It’s a costly mistake to jump straight into building machine learning models before getting a good insight into your data. I have made the mistake and paid the price. Since then I made a resolution to learn about the data as much as possible first before taking the next step. While exploring data, I always found myself using multiple python libraries and doing plethora of imports for various python modules.
That experience motivated me to consolidate all common python data exploration functions, in one python class to make it easier to use. As an added feature I have also provided a workspace like interface, using which you can register multiple data sets with user provided name for each data set. You can refer to the data sets by name and perform various operations. The python implementation is available in my open source project avenir in GitHub
API Usage
Most of the data exploration function implementation is based on existing python libraries. Very few are implemented from scratch. Following python libraries have been used.
- numpy
- scipy
- pandas
- statsmodels
- scikit-learn
There two kinds of API. Most are for data exploration. Rest of them are for workspace management. The API usage for data exploration has the following pattern.
- Create an instance of DataExplorer
- Register multiple data sets. A data set is a list or array with a name. A data source can be a file, pandas data frame, bumpy array or a list. A data set is essentially a 1D array with a name. For example you can pass a CSV file, specifying the columns you want to use. For each column it will register a data set.

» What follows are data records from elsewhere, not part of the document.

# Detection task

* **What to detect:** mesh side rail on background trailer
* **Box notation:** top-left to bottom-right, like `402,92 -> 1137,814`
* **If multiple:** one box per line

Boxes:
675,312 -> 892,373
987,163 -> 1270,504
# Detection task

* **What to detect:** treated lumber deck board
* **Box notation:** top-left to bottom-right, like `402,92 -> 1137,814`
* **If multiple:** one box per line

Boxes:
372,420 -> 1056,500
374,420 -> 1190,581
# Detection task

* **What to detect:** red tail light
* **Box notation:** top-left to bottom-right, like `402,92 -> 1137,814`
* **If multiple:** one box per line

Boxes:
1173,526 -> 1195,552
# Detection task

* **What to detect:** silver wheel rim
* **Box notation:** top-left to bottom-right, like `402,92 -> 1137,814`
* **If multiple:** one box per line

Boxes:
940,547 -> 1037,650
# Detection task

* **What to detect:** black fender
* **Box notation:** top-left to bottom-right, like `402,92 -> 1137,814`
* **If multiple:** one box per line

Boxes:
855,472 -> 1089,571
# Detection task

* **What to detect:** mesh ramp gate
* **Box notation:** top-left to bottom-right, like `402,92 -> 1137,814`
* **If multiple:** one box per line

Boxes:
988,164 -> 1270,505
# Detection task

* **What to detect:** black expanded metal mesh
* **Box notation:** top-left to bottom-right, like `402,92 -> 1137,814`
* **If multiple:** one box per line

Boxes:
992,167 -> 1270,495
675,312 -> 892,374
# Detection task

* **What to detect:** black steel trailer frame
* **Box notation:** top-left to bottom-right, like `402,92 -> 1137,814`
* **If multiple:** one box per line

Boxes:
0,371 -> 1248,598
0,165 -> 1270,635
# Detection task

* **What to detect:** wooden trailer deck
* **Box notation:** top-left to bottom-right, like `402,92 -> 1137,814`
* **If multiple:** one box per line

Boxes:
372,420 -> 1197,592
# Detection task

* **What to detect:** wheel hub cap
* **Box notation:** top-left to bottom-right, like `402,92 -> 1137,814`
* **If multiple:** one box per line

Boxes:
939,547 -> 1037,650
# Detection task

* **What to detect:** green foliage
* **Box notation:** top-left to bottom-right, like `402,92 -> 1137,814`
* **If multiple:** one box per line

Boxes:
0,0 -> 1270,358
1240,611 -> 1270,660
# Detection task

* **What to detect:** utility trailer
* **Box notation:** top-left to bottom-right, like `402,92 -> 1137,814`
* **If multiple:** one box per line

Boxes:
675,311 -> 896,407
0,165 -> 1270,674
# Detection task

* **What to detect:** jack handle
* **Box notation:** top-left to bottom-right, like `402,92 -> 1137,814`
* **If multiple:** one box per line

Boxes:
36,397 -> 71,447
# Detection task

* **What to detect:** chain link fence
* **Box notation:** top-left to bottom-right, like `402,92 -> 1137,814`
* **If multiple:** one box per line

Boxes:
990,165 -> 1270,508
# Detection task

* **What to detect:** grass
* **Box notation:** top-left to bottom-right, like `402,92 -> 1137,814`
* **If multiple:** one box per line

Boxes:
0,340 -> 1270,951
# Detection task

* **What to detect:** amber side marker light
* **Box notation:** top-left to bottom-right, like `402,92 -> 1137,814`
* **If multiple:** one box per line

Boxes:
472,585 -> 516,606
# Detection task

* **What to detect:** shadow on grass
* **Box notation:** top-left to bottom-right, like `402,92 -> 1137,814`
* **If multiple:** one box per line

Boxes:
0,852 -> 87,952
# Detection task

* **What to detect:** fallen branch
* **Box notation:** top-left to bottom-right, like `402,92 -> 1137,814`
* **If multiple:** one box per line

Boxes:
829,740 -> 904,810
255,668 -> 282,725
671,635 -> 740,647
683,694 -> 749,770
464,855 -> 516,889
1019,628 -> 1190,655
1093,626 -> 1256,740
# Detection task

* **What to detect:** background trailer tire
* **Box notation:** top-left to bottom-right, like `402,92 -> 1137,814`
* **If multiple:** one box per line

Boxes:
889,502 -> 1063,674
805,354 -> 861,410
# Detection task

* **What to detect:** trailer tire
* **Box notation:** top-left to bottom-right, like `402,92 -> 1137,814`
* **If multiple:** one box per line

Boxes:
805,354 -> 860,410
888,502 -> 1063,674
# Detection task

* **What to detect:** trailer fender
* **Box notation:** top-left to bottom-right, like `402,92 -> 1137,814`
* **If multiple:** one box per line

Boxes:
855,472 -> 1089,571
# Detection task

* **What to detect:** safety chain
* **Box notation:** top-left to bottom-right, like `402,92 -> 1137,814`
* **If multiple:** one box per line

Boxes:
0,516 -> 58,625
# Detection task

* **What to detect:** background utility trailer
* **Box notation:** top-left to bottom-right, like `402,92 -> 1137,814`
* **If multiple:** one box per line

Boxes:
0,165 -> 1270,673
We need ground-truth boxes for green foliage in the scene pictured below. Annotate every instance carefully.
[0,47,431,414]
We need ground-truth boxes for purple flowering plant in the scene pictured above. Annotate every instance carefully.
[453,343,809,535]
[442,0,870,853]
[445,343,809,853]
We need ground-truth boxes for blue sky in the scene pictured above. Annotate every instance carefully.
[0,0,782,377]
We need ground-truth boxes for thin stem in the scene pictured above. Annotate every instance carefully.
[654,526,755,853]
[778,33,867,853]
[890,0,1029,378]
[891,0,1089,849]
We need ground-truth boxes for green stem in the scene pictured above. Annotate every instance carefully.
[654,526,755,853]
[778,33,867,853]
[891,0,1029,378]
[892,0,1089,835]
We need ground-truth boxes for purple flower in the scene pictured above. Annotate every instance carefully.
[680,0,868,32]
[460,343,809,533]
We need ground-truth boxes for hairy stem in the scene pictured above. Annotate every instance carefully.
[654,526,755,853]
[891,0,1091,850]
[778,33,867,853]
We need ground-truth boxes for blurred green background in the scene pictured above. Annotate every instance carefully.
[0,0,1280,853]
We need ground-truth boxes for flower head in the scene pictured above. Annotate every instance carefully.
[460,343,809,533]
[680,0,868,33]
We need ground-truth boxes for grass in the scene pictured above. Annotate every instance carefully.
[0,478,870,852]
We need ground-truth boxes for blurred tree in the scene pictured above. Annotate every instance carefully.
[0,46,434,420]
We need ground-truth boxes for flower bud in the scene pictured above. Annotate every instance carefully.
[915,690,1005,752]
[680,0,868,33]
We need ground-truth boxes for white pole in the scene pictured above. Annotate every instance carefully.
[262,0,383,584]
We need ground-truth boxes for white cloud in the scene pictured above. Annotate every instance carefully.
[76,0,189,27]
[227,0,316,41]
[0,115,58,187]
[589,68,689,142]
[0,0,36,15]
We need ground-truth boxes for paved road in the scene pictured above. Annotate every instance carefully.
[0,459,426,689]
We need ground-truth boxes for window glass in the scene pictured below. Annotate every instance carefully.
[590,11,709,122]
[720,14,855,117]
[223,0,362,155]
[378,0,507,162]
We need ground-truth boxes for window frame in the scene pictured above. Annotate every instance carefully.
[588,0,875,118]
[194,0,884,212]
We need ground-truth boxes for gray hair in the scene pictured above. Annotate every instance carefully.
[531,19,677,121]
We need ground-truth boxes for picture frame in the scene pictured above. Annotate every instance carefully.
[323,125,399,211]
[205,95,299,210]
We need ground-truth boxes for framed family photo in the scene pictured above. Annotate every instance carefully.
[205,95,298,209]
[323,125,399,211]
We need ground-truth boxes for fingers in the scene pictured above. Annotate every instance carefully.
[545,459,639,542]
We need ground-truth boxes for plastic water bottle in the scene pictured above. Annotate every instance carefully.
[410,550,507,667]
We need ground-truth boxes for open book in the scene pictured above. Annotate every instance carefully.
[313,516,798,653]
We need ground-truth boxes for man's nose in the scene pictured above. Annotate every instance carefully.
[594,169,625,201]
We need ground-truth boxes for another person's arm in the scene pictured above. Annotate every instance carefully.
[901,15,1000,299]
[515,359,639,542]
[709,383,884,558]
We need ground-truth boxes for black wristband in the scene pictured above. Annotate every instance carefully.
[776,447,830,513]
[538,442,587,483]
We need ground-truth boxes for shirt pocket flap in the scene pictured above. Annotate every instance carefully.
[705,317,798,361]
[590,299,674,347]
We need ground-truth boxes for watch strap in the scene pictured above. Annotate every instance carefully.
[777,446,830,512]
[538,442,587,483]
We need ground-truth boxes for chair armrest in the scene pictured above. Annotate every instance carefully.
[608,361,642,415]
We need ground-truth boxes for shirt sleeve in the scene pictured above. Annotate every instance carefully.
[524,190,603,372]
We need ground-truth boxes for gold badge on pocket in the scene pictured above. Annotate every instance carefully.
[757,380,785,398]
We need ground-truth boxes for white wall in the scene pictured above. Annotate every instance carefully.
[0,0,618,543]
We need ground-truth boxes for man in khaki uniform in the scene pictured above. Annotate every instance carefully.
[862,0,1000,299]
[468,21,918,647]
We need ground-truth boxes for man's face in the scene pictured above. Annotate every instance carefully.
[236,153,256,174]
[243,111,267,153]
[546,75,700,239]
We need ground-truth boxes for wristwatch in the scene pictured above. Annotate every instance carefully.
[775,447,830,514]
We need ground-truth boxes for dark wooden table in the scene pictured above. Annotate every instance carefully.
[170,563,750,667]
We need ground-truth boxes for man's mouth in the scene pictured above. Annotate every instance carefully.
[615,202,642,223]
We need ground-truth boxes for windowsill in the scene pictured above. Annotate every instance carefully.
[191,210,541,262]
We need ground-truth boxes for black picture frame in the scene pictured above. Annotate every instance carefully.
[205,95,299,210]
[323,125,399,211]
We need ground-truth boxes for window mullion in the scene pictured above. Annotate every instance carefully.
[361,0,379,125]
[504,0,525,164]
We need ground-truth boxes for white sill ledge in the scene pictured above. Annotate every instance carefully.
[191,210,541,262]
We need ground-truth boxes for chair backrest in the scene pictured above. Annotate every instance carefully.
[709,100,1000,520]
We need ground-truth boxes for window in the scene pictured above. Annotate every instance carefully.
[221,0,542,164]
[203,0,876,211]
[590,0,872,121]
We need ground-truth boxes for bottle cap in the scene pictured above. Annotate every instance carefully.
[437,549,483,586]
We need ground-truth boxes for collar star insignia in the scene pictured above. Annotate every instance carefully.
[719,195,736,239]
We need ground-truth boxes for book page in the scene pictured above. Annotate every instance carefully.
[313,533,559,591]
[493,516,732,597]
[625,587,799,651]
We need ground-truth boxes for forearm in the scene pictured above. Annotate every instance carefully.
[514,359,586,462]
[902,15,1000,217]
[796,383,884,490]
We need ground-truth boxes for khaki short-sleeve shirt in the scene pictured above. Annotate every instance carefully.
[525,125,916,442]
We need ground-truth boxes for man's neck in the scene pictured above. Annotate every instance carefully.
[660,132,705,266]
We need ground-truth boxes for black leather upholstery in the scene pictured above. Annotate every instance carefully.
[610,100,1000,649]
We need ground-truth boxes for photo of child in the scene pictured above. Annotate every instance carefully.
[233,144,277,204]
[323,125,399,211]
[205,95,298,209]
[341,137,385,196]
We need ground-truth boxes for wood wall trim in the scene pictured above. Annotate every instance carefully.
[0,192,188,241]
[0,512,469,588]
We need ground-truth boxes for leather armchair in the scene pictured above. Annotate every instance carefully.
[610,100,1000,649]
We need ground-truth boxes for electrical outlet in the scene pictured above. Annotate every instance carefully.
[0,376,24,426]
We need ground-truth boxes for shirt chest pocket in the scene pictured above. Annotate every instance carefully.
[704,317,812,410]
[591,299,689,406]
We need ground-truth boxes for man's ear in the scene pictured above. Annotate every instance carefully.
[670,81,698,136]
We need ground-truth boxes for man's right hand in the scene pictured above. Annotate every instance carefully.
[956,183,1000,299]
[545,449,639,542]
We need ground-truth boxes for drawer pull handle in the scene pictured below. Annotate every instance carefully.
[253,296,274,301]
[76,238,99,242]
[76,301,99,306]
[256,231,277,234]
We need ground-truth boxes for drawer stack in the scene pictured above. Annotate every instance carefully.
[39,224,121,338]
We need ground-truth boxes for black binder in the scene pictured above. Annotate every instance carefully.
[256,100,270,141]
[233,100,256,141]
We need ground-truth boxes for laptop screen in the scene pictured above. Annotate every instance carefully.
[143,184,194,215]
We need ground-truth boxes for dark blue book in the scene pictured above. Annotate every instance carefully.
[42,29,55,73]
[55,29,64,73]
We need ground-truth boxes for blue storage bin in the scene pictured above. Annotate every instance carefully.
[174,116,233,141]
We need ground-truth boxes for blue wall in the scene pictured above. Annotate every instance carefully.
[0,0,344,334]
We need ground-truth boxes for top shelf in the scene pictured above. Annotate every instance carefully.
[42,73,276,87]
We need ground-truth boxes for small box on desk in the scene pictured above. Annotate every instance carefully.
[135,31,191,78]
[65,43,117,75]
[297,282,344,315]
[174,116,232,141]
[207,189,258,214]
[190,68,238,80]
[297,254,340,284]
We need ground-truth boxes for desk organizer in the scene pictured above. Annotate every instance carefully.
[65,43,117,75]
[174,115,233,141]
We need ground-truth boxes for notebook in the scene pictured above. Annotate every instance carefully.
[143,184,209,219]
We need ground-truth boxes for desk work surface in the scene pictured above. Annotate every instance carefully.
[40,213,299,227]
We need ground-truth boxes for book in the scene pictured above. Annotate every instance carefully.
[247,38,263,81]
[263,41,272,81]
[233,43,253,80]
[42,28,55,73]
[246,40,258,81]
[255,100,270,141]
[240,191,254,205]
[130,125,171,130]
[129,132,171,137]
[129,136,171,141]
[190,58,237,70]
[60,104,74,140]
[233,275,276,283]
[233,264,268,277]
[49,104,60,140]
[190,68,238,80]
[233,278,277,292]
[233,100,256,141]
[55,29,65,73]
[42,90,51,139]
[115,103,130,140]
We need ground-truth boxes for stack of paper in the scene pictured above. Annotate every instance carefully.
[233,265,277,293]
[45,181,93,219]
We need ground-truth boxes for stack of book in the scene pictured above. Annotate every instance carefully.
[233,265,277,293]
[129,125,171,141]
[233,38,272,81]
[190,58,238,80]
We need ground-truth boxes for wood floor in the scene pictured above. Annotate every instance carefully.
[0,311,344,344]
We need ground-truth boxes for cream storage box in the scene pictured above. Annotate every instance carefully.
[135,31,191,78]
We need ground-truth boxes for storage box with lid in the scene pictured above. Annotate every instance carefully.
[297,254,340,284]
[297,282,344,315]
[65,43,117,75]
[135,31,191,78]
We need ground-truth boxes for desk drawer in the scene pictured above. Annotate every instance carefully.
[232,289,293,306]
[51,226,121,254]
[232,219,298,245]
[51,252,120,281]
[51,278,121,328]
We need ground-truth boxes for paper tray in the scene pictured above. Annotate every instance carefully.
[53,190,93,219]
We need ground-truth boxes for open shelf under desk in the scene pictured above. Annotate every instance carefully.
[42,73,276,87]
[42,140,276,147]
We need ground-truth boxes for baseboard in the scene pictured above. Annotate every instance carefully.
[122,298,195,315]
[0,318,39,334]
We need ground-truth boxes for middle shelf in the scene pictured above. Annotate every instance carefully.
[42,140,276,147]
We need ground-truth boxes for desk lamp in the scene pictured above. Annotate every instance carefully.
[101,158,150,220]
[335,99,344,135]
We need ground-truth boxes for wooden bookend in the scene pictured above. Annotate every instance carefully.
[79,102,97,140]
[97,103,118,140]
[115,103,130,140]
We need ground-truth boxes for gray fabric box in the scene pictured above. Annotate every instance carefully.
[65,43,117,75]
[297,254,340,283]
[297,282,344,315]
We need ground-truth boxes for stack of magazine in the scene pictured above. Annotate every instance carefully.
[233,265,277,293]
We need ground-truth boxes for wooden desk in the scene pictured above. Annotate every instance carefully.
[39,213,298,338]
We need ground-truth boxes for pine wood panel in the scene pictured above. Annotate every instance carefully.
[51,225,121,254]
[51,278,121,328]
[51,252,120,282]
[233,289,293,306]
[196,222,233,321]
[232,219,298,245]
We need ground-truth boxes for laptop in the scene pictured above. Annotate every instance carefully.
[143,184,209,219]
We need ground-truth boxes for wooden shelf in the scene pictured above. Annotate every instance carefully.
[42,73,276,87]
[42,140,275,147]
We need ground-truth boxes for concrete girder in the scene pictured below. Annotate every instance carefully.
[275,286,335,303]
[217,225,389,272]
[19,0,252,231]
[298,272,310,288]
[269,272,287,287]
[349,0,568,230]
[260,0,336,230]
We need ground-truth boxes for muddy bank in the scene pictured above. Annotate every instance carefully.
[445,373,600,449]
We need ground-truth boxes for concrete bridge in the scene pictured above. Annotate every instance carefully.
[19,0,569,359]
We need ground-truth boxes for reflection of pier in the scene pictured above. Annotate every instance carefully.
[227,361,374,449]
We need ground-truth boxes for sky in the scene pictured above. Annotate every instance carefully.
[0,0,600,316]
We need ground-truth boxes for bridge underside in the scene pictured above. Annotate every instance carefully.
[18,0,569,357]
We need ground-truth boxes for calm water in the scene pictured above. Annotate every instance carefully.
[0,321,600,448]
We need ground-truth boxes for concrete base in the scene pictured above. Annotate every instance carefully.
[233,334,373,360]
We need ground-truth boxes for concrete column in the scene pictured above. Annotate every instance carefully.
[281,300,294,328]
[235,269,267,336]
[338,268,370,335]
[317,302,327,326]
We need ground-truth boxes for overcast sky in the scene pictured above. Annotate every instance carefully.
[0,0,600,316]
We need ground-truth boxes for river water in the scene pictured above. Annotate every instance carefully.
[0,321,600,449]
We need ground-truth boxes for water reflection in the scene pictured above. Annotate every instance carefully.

- Call various data exploration API among the 66 available. Names of one or data sets are always passed as an argument
- Result is alway returned as python dictionary
- By default, there is alway console output. It can be disabled by setting the argument verbose to False in the constructor
- You can add notes for any data set registered as you are exploring it.
- The whole workspace can be saved and restored, if you want to continue your exploration session later. The workspace consists of a dictionary holding all the data sets and a dictionary holding the meta data formal data sets
The source code has comments on the input arguments for each function. For further details, it’s best to refer to the documentation of the base python library used for any particular function.
Workspace Management API
Here are the functions for workspace management. Through these, you can load data from various sources, save and restore workspace. You need to use these to register various data sets before you can operate on them, although data exploration API allows you to pass any unregistered list or numpy array also.
Function | Comment |
save(filePath) | save workspace |
restore(filePath) | restore workspace |
queryFileData(filePath, *columns) | query data types for file columns |
queryDataFrameData(df, *columns) | query data types for data frame columns |
getDataType(col) | query data types for a data set (numeric, binary, categorical |
addFileNumericData(filePath, *columns) | add numeric columns from file |
addFileBinaryData(filePath, *columns) | add binary columns from file |
addDataFrameNumericData(filePath, *columns) | add numeric columns from data frame |
addDataFrameBinaryData(filePath, *columns) | add binary columns from data frame |
addListNumericData(ds, name) | add numeric data from list |
addListBinaryData(ds, name) | add binary data from list |
addFileCatData(filePath, *columns) | add categorical columns from file |
addDataFrameCatData(df, *columns) | add categorical columns from data frame |
addCatListData(ds, name) | add categorical data from list |
remData(ds) | remove data set |
addNote(ds, note) | add note for a data set |
getNotes(ds) | get notes for a data set |
getNumericData(ds) | get numeric data for a data set |
getCatData(ds) | get categorical data for a data set |
showNames() | get list of names for datasets registered |
getCatData(ds) | get categorical data for a data set |
Data Exploration API.
Rest of the sections list of all the data exploration functions. They are split into two separate section 1) Summary Statistics and 2)Test Statistics. The API has the following characteristics
- Since we are exploring data and learning insight, the functions don’t mutate the data
- The functions for adding data are data type aware. If you try to use an invalid data type for a function e.g cross correlation with categorical data, it will be detected and an AssertionError will be raised
- You will always pass one for names for data sets already registered. However, you may pass any unregistered list or numpy array also.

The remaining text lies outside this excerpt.